Os moralistas romanos, em grande parte, retomam a concepção estóica de que o fim último das
ações humanas está na própria virtude, como retidão racional da ação conforme a natureza. Eles
sustentam que a ação virtuosa não se define por qualquer fim exterior à própria atividade, como o
prazer, a riqueza etc., por algo que transcenda o exercício do próprio ato, mas pela sua retidão ou
honestidade, que se define pela exigência de estar de acordo com a natureza. A moral é para eles a
disciplina filosófica que investiga os meios e ocasiões de satisfazer e fortificar as inclinações com que
a natureza dotou o ser humano, procurando estabelecer um conjunto de deveres, que a natureza impõe
ao homem, seja com respeito a si próprio, seja com relação aos outros homens; e a política, a disciplina
responsável por instaurar as condições de uma vida justa e feliz.

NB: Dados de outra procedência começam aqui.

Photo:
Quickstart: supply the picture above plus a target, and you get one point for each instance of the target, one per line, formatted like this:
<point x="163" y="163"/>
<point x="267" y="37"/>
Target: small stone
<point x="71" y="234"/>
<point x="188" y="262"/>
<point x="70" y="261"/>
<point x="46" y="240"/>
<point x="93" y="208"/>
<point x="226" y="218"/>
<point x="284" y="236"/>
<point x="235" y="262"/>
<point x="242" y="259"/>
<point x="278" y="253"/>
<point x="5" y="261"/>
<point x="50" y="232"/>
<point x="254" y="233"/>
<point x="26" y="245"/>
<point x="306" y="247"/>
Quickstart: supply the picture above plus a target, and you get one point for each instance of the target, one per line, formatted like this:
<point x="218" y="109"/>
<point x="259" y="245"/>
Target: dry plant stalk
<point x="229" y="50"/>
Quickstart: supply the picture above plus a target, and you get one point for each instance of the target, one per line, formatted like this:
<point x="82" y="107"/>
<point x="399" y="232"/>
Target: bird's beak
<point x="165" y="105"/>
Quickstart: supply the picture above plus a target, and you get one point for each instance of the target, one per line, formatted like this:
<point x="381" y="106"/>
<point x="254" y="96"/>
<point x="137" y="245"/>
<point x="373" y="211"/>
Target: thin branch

A novidade da reflexão de Maquiavel
O início do processo de separação entre ética (ou moral) e política tem sido atribuído aos
autores modernos, particularmente a Maquiavel, que teria estabelecido uma nova perspectiva da
política, totalmente independente em relação à metafísica e à religião, fundada não em preceitos
morais mas exclusivamente em razões de conveniência. O seu nome ficou associado à percepção da
política como atividade autônoma que utiliza quaisquer meios, até mesmo os mais escusos, para alcançar
os fins desejados, e tornou-se um adjetivo para designar pessoas pérfidas e astuciosas, sem
escrúpulos, capazes de esconder suas reais intenções e manipular as situações a seu favor.
O Príncipe, o texto mais conhecido de Maquiavel, tem sido interpretado de inúmeras e
diferentes maneiras. A mais tradicional, que remonta aos seus contemporâneos e ainda faz eco na
atualidade, ressalta o seu distanciamento em relação à moral. Trata-se, para boa parte desses
intérpretes, de um manual de tirania que ensina a fazer tudo o que for necessário, independente de
valores morais, para alcançar e conservar o poder, concebido como um fim em si mesmo. Maquiavel
teria expulsado para sempre a moral da política.

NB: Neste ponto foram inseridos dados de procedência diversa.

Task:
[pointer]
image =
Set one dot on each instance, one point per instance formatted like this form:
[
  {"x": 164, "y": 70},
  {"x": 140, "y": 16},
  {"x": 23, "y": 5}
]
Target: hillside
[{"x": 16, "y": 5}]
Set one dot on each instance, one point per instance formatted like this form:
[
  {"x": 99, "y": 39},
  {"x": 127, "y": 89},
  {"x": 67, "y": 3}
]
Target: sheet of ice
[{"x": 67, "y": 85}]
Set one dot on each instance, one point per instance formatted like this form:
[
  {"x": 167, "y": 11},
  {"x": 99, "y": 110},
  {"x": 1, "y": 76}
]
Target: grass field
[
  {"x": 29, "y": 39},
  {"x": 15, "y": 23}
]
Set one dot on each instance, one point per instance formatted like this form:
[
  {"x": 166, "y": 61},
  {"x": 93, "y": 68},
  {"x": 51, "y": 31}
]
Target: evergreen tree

Há, no entanto, leituras mais recentes que têm procurado demonstrar a permanência de um
certo conjunto de princípios morais nesse opúsculo. Para alguns desses intérpretes, Maquiavel rejeita
apenas a moral cristã, considerada incompatível com a política por se preocupar mais com a salvação da
alma do que com os negócios públicos e enaltecer valores como a humildade, piedade, obediência etc.,
que são contrários aos imperativos da ação política. Em seu lugar, propõe o retorno de uma moral pagã
fundada em valores cívicos, como o patriotismo, a coragem etc., que incentivam a busca da honra e da
glória por meio da participação pública e, por isso, mais adequada à prática política.
Para outros intérpretes, Maquiavel rompe com toda e qualquer subordinação da política aos
ditames de sistemas morais que não consideram a especificidade da ação política. Ao demonstrar que
ela possui uma lógica própria e razões que nem sempre são compatíveis com princípios que norteiam a
ação humana em outros domínios, aponta para a necessidade de uma moral apropriada à política. Não
contesta a adoção de princípios da moral cristã ou de outra moral nas relações pessoais. Apenas
enfatiza que os valores que regulam a ação dos indivíduos em outros domínios - familiar, profissional
etc. - nem sempre coincidem com aqueles que regulam a ação política. Assim, ao lado de uma moral
privada, de foro íntimo, haveria uma moral pública, mais apropriada às relações políticas.